そんなことになっていれば、今も大騒ぎしているはずだ。
そんな話は聞いていいない。
地球では沈力が働いていないと考えるべきだ。
だけど、昔召喚された大陸では沈力が働いている。
召喚が理由ではないということか?
召喚が理由なら、私にも沈力が働かないはずだものね。
考えてもわからないな。
そんな時にはアルフに聞いてみよう。
ということで、アルフに聞いてみた。
「僕にもわからないよ。
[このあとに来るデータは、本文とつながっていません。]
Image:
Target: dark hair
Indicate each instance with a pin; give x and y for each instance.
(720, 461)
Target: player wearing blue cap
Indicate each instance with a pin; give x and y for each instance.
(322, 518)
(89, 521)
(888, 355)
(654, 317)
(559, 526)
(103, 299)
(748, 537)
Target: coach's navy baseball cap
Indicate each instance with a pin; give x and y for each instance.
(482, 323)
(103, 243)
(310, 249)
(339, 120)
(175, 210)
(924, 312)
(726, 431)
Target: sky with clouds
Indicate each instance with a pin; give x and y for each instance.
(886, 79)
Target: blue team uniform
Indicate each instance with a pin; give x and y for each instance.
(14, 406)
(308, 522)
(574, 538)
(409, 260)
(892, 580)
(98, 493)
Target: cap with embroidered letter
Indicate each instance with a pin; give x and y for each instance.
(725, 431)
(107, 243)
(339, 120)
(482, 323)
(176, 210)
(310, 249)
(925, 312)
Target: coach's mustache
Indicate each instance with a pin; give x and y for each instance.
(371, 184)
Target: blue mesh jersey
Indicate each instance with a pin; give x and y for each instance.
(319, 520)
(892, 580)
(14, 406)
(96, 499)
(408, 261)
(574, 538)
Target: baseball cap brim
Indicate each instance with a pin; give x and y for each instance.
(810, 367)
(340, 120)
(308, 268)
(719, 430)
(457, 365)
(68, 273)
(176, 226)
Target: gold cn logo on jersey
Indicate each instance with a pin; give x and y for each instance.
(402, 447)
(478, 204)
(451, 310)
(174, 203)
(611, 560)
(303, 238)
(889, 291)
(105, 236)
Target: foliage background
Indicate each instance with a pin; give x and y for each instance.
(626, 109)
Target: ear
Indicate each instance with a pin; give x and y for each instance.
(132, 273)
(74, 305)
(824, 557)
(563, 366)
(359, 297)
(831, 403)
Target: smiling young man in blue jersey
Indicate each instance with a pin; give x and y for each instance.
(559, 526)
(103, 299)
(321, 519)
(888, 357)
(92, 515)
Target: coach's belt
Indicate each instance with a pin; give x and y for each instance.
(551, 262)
でも地球は様々な結界で守られているのは確かだから、沈力を防ぐ結界があるんじゃないかな?」
「そうかな?それならいいけど、ないかご都合主義な気がするわ」
でも、これだと、月が召喚された物ではなく、私が創造した物だと証明できないわね。
まあ、いいか。私が作った物だと確定しなくても。
その方が、気が楽になる気がする。
「それで、気が済んだのかい?」
「あ、そうだ。他にもいくつか確認したいことはあるんだけど___。そこから先、石が光ってるわね」
「月の半分近くが光ってたからね」
「これ、どうして光ってるのかしら?光を反射しているわけではなく、燃えているわけでもないわよね?まさか、放射能!」
「これは、魔力で光っているんだろうね。光る魔石だね。これだけ有れば、大金持ちになれるな」
「光る魔石ねェー。これ、売れるんだ。勝手に持っていったら怒られるかな?」
そして売ったお金で天体望遠鏡を買うんだ。
大口径の屈折赤道義で、勿論、自動追尾、自動導入機能付き。
レンズはEDかフローライトで___。
あぁー。夢が広がるわ!
はっ!しまった!!それで見る星が無いんだった___。
「他人の物を勝手に持っていったら駄目だけど、これはアキコの物だろ。問題ないんじゃないか?」
「え?これ、私の物なの?」
捕らぬ狸の皮算用だと思っていたら、アルフからとんでもないことを言われたのだった。